Krav Maga and CrossFit have given Bobbi Salvini good health and self-confidence

October 18, 2005

Her son's words caught Bobbi Salvini with her guard down.

"Mom, let's do sparring," 14-year-old Kevin said.

JOHN GASTALDO / Union-Tribune
Bobbi Salvini has lost 40 pounds with a regimen of Krav Maga, an Israeli self-defense discipline, and CrossFit, a conditioning program with drills.
Her reaction, once the initial blow had worn off: "Well, uh, maybe there's a gym somewhere in the phone book."

Salvini's idea of exercise at the time began and ended with a tap dance class at Balboa Park. But she wasn't averse to trying something else that would keep her on her toes, sort of. Moreover, she wasn't about to disappoint her son.

"When your children grow up, if you don't show an interest in what they want to do, you grow apart," she said. "There's no basis for a relationship."

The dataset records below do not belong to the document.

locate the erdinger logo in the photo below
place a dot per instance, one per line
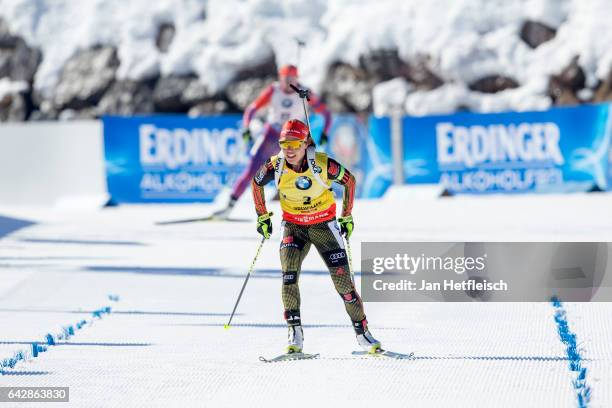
(336, 256)
(303, 183)
(471, 146)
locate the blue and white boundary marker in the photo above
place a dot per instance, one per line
(51, 339)
(568, 338)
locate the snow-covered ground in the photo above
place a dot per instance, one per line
(164, 344)
(466, 40)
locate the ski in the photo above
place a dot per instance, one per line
(214, 218)
(289, 357)
(385, 353)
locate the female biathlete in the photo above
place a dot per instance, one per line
(303, 178)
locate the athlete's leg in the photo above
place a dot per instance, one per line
(293, 250)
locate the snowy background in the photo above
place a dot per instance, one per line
(109, 56)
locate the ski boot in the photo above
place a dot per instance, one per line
(365, 339)
(296, 339)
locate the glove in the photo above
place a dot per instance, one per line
(324, 139)
(346, 225)
(264, 225)
(246, 136)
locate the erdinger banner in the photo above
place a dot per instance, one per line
(172, 158)
(485, 271)
(562, 149)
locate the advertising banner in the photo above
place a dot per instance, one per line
(172, 158)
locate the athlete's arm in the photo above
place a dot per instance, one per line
(339, 174)
(262, 100)
(264, 175)
(319, 107)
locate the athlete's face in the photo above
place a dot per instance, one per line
(293, 154)
(285, 81)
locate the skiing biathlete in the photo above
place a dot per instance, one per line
(283, 104)
(303, 178)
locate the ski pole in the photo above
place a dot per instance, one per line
(227, 326)
(300, 44)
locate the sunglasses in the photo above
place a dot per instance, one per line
(291, 144)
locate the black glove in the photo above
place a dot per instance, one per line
(324, 139)
(246, 136)
(264, 225)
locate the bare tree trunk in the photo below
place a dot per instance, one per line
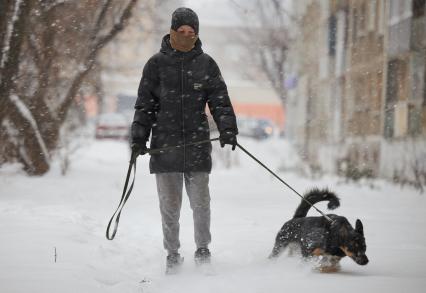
(31, 113)
(10, 59)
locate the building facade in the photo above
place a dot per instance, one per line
(360, 98)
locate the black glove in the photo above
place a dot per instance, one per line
(139, 149)
(228, 138)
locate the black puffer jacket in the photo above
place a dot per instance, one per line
(172, 98)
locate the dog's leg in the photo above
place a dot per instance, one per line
(278, 249)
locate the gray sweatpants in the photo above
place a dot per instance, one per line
(169, 187)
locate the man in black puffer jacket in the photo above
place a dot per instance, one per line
(177, 84)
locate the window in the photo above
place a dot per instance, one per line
(414, 120)
(372, 5)
(418, 8)
(332, 32)
(354, 24)
(389, 123)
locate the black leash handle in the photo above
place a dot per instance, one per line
(159, 150)
(124, 198)
(285, 183)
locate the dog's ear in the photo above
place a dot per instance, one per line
(358, 227)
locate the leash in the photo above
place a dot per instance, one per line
(124, 197)
(285, 183)
(126, 193)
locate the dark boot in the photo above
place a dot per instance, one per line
(202, 256)
(174, 261)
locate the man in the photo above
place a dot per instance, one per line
(176, 85)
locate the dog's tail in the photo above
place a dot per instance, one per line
(314, 196)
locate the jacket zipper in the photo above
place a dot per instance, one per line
(183, 116)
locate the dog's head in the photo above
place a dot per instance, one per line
(353, 242)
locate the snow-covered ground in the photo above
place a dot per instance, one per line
(249, 206)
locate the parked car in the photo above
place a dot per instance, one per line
(113, 126)
(257, 128)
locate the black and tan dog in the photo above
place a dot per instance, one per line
(318, 237)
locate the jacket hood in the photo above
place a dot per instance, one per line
(166, 48)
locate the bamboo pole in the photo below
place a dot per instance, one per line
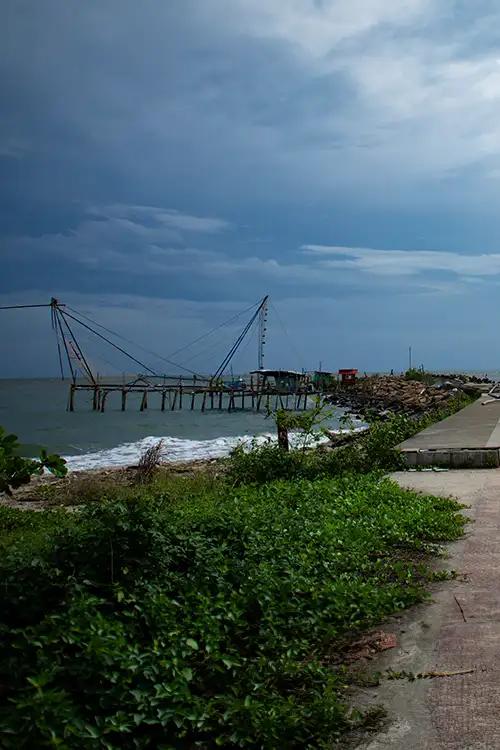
(71, 402)
(103, 401)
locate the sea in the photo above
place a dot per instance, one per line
(35, 411)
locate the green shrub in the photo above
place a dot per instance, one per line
(376, 450)
(150, 623)
(15, 470)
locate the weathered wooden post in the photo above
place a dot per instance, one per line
(103, 400)
(71, 402)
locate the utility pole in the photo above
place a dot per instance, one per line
(262, 332)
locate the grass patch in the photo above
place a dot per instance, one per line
(374, 451)
(195, 614)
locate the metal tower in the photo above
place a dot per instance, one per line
(262, 332)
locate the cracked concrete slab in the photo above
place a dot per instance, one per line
(460, 712)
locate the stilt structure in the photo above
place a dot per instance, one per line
(269, 389)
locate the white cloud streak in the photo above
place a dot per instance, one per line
(404, 262)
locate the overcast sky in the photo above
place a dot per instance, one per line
(166, 163)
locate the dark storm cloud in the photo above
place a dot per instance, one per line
(188, 150)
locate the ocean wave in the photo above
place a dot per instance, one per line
(175, 450)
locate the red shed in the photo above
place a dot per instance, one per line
(348, 375)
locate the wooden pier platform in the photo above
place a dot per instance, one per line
(189, 396)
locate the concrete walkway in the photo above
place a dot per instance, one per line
(469, 438)
(459, 630)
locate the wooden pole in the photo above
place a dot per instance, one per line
(103, 401)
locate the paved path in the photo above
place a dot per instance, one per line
(459, 712)
(471, 437)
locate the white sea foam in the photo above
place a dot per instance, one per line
(175, 449)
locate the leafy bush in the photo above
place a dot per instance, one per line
(374, 450)
(150, 623)
(15, 470)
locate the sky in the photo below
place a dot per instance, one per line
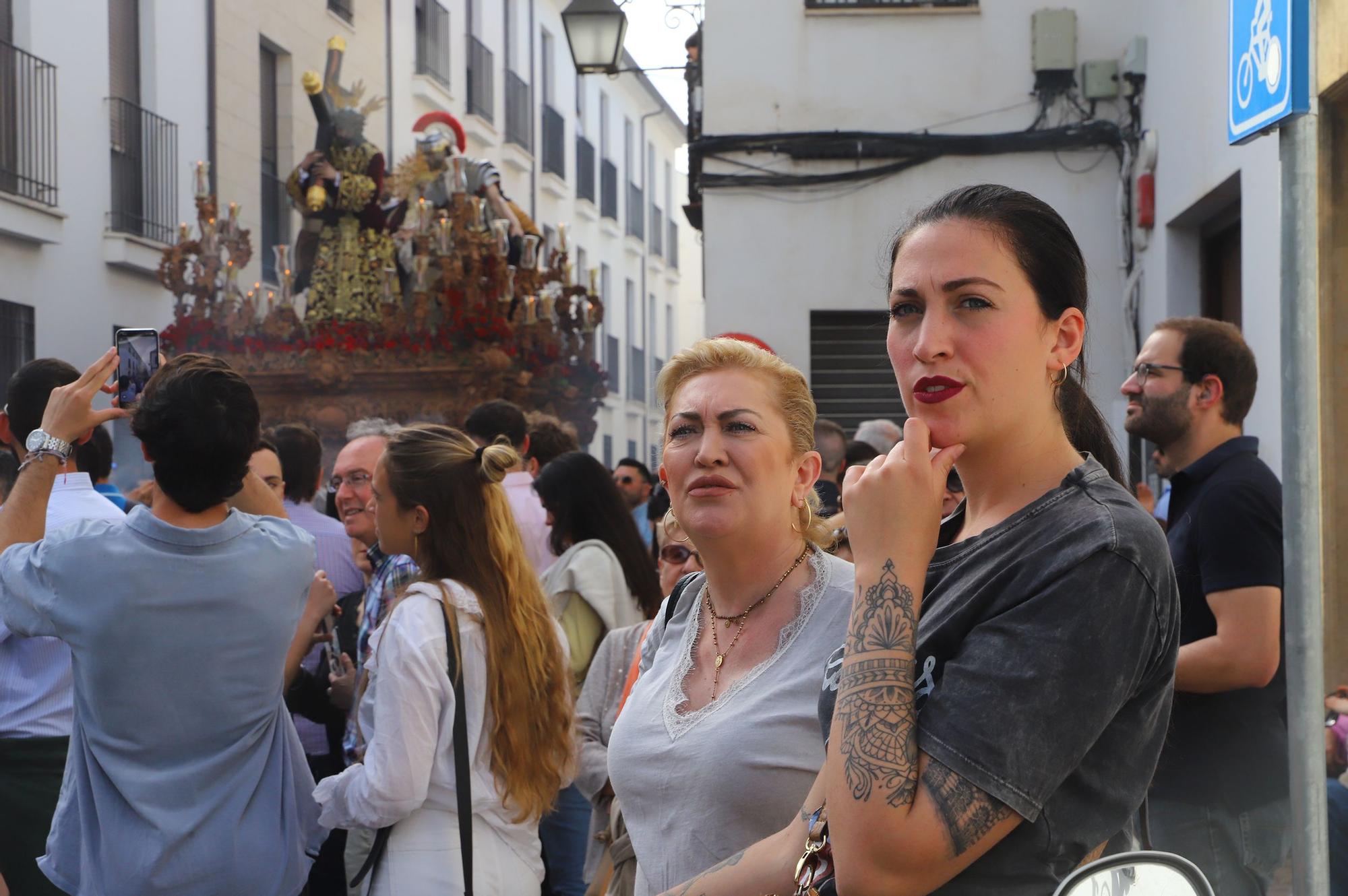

Next thing she knew, Salvini, 48, was practicing full-body contact sparring and grappling and learning the fundamentals of Krav Maga, an Israel military defense discipline. All this at her local neighborhood gym in Ramona, Brand X martial arts school. For good measure, she added CrossFit, a closely supervised conditioning program that features drills with names like pain storm.